Percebo que aqueles que me cercam, preocupam-se cada vez mais comigo. E sinto diminuir a sua confiança em meu discernimento; na minha capacidade de tomar as minhas próprias
decisões.
É como se, ao envelhecer, eu me
tornasse novamente criança e passasse a depender de alguém. E, entretanto, nada poderia estar mais longe da verdade; ao contrário, a velhice
nos torna plenos.
O tempo que, um dia, cerrará de vez os
nossos olhos, é o mesmo que os abre para as verdades da Vida. E, à medida que
diminuem as faculdades que pertencem ao corpo, aumentam as percepções da alma.

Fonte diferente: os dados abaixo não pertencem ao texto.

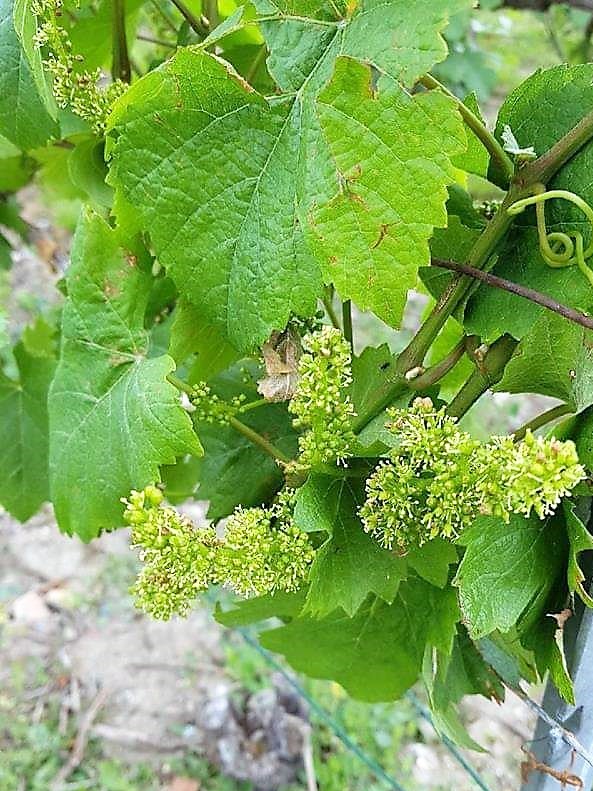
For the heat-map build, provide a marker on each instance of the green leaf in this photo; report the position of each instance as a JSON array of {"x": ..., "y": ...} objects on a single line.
[
  {"x": 248, "y": 611},
  {"x": 350, "y": 564},
  {"x": 24, "y": 483},
  {"x": 114, "y": 418},
  {"x": 545, "y": 107},
  {"x": 580, "y": 540},
  {"x": 23, "y": 117},
  {"x": 25, "y": 27},
  {"x": 373, "y": 234},
  {"x": 377, "y": 654},
  {"x": 507, "y": 571},
  {"x": 374, "y": 374},
  {"x": 401, "y": 38},
  {"x": 195, "y": 114},
  {"x": 191, "y": 334},
  {"x": 39, "y": 338},
  {"x": 476, "y": 159},
  {"x": 555, "y": 358},
  {"x": 234, "y": 471}
]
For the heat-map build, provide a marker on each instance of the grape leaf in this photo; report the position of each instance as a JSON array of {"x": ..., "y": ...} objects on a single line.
[
  {"x": 476, "y": 159},
  {"x": 401, "y": 37},
  {"x": 555, "y": 358},
  {"x": 377, "y": 654},
  {"x": 234, "y": 471},
  {"x": 449, "y": 677},
  {"x": 350, "y": 564},
  {"x": 24, "y": 483},
  {"x": 23, "y": 117},
  {"x": 191, "y": 334},
  {"x": 431, "y": 561},
  {"x": 247, "y": 275},
  {"x": 373, "y": 234},
  {"x": 274, "y": 605},
  {"x": 113, "y": 416},
  {"x": 507, "y": 570},
  {"x": 580, "y": 540},
  {"x": 25, "y": 26},
  {"x": 546, "y": 106},
  {"x": 16, "y": 168}
]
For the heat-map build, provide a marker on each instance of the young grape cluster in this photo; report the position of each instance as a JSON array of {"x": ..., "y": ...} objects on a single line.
[
  {"x": 439, "y": 479},
  {"x": 262, "y": 551},
  {"x": 321, "y": 405}
]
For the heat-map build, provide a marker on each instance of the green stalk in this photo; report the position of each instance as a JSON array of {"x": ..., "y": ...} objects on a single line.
[
  {"x": 196, "y": 24},
  {"x": 489, "y": 372},
  {"x": 347, "y": 321},
  {"x": 543, "y": 419}
]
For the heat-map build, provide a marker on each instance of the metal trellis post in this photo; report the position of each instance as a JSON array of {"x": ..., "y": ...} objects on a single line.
[{"x": 549, "y": 745}]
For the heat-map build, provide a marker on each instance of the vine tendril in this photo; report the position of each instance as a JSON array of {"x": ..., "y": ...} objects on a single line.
[{"x": 559, "y": 249}]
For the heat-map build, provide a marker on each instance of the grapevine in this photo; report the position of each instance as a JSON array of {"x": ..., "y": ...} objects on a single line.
[{"x": 254, "y": 187}]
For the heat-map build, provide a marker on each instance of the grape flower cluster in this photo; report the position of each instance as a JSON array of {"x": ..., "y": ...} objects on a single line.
[
  {"x": 73, "y": 86},
  {"x": 321, "y": 405},
  {"x": 438, "y": 478},
  {"x": 212, "y": 409},
  {"x": 262, "y": 551}
]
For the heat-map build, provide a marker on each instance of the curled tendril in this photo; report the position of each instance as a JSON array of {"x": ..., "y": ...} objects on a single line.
[{"x": 559, "y": 249}]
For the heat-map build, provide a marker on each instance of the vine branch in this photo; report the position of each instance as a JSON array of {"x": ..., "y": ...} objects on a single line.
[
  {"x": 120, "y": 67},
  {"x": 480, "y": 130},
  {"x": 521, "y": 291},
  {"x": 543, "y": 419},
  {"x": 238, "y": 425}
]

De nada adiantaria, porém, repetir estas
coisas aos ouvidos dos mais jovens. A verdade é que ninguém entende além
do que conhece; e a juventude não pode entender a velhice, senão quando chega a ela.
Prefiro, pois, calar-me. Esta é uma
das coisas que a idade nos ensina: de nada vale alimentar discussões inúteis. Quem
acredita em algo, não precisa convencer ninguém; é melhor ter paz, do que
estar certo.
Calo-me; e prefiro falar-vos sobre o
tempo. Cultivo as minhas emoções, vivo o tempo que ainda me resta. E tento, tanto
quanto me é possível, entender-vos; até para que não me torne um estranho entre
vós.
Porque a cruel realidade é que vivemos
no mundo das durações limitadas; das percepções do corpo e suas aparências.
E, para aqueles que viverem o suficiente, dia virá em que se tornarão
invisíveis.
Sei que isto acontecerá comigo, como
já aconteceu a tantos outros; a menos que a minha jornada se finde numa próxima
curva. Mas, invisível ou não, procurarei trazer-vos sempre as minhas palavras.
Enquanto aqui estiver, eu vos falarei.
A voz em mim não se pode calar; e nem sei se é realmente minha, ou de
alguém que conheci em outra jornada. Trazer-vos o que aprendi; creio que esta é a minha
missão.
E, por isto, cada vez mais cultivarei
a minha solidão; porque é nela que melhor consigo ouvir as vossas palavras. É quando me calo e reprimo o que poderia dizer-vos, que mais à vontade me falais.
Deixai que eu vos ouça. E, se dia vier
em que não me julgueis digno de contar-me as vossas considerações sobre meus
erros de velho, ainda assim vos ouvirei. A vossa reprovação soa clara à minha
alma.
A cada dia, mais velho me sinto. E é
por isto que tanto vos falo do tempo: para que possais perceber que, também para
vós, ele passará. E deveis ver os velhos de modo diferente, pois um dia o
sereis.
A cada dia, mais velho me sinto; e procuro
bastar a mim mesmo. Cada vez mais, me conformo em cultivar a minha solidão; porque é assim que conseguirei seguir em frente, enquanto me couber caminhar.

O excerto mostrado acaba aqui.